Reflections on Presidents Day from our Headmaster, Part One

Written by Mr. John Dykes

“In reflecting on Presidents Day, I am drawn this year to remember our founding fathers and am especially grateful for our first four presidents and their contributions to founding the United States of America. President George Washington exhibited incredible resolve, moral wisdom and steadfast courage. His vice president, and our second president, John Adams had an incredible intellect, unflinching integrity, and firm visionary leadership.  The principal writer of our Declaration of Independence, and our third president, Thomas Jefferson was a renaissance man.  He is possibly the person with the most well-rounded abilities to serve as president.  Jefferson was an archaeologist, inventor, musician, naturalist, philosopher, a brilliant and extremely well-read student, and an educator who even spoke 6 languages.  Our fourth president, James Madison, was the leading researcher and author of our Constitution.  He also possessed a wide breadth of knowledge in other subjects similar to Jefferson, and he composed our Bill of Rights which assured our most basic rights as citizens.  He also was one of two key contributors to the Federalist Papers.

The founding fathers of our nation were exceptional because they stood on the shoulders of the giants who went before them.  They were classically trained and that training taught them from a rich legacy of historical, Biblical, and philosophical sources.

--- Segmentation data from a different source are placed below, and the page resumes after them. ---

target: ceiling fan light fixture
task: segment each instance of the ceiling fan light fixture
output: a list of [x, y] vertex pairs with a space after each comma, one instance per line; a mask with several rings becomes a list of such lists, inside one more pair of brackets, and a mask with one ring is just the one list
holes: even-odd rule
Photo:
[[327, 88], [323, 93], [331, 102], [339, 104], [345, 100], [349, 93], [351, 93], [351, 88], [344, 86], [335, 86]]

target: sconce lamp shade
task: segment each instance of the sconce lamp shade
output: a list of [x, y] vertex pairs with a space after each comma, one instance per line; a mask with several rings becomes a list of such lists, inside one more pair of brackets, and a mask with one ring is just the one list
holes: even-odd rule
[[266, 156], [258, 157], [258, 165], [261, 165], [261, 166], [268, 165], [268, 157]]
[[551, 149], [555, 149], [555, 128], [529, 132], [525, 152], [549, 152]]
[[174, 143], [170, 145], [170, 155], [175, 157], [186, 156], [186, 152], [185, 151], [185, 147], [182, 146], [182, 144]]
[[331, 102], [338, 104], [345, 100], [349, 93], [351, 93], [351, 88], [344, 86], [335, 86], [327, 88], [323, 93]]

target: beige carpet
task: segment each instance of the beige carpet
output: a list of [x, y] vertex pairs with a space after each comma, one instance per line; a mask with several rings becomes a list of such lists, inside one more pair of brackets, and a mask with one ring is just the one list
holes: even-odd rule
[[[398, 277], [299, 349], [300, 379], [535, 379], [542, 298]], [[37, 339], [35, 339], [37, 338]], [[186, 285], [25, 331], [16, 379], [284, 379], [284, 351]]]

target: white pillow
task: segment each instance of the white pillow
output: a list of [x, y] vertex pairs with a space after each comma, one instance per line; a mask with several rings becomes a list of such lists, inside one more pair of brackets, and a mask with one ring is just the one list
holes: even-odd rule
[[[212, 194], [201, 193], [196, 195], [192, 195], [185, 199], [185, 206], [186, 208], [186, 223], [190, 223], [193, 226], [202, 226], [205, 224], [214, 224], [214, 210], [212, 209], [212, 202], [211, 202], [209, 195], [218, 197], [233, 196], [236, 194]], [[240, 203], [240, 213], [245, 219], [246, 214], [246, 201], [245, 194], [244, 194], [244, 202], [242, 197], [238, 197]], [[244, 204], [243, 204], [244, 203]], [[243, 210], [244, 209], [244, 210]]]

These sources gave them a foundation of knowledge, which when combined with Biblical instruction, allowed them to gain true wisdom.  This knowledge of the past, and the rich humanist tradition that was passed on to them, allowed them to create the most exceptional nation ever to exist.  This success was achieved not on their merit alone, but by expanding on the genius of the past to create something unique and exceptional.

What they created was a governing system that was pessimistic about the failures of mankind, while also optimistic about how man can flourish under a system that honors life, assures liberty, and defends private property while securing the pursuit of individual happiness.   While greatly limiting the power of the government over the individual states and its citizens, they assured against the tyranny that they had suffered under British rule. 

Those founding leaders were taught to pursue that which was good, beautiful, and most importantly, that which is universally true.  Plato’s Republic, The Magna Carta, Montesquieu, Locke, Smith and his Wealth of Nations, and so many more were their benefactors and they generously contributed to the founding fathers’ incredible success.  Their accomplishments resembled the achievements of the 14th Century Poet Francesco Petrarch, and his contemporaries such as Erasmus of Rotterdam, who triggered an explosion of knowledge known as the Renaissance.  The founders created the greatest nation on earth–not through contemporary styled, inward-looking narcissism, but by looking at those who had gone before them and adding to what was already discovered, created and known to be wise, beautiful, beneficial, and true.  For the Renaissance Fathers, the explosion of knowledge began with the rediscovering of texts such as the History of Rome by Livy and the letters of Cicero.  It thrived on rediscovering of the cultures and learning of Greece and Rome, which had been preserved in monasteries and castles around Europe.  This sparked a new restoration of knowledge that enriched every aspect of human life and culture in the West.  As this newly revived knowledge was learned and embraced again, it was taught to others and it spread throughout Europe and eventually to the colonies of America.  Our forefathers’ success can be traced back to the greatest ideas and systems the West has produced.  These pillars of the great American experiment contributed to the ideas of our nation’s founders.  Washington, Adams, Jefferson, and Madison each in his own way contributed greatly not only to the founding of this great nation but also to the continuance of the great accomplishments of the Western World.

At SSCCA we strive to learn from those who have gone before us and to apply Godly wisdom to their contributions, in order that we may be prudent in our efforts and pleasing to God our Father.  May we always be grateful to those whose shoulders we now stand upon and may we always value their contributions to the advancement of wisdom, and the proper understanding of liberty and true happiness.”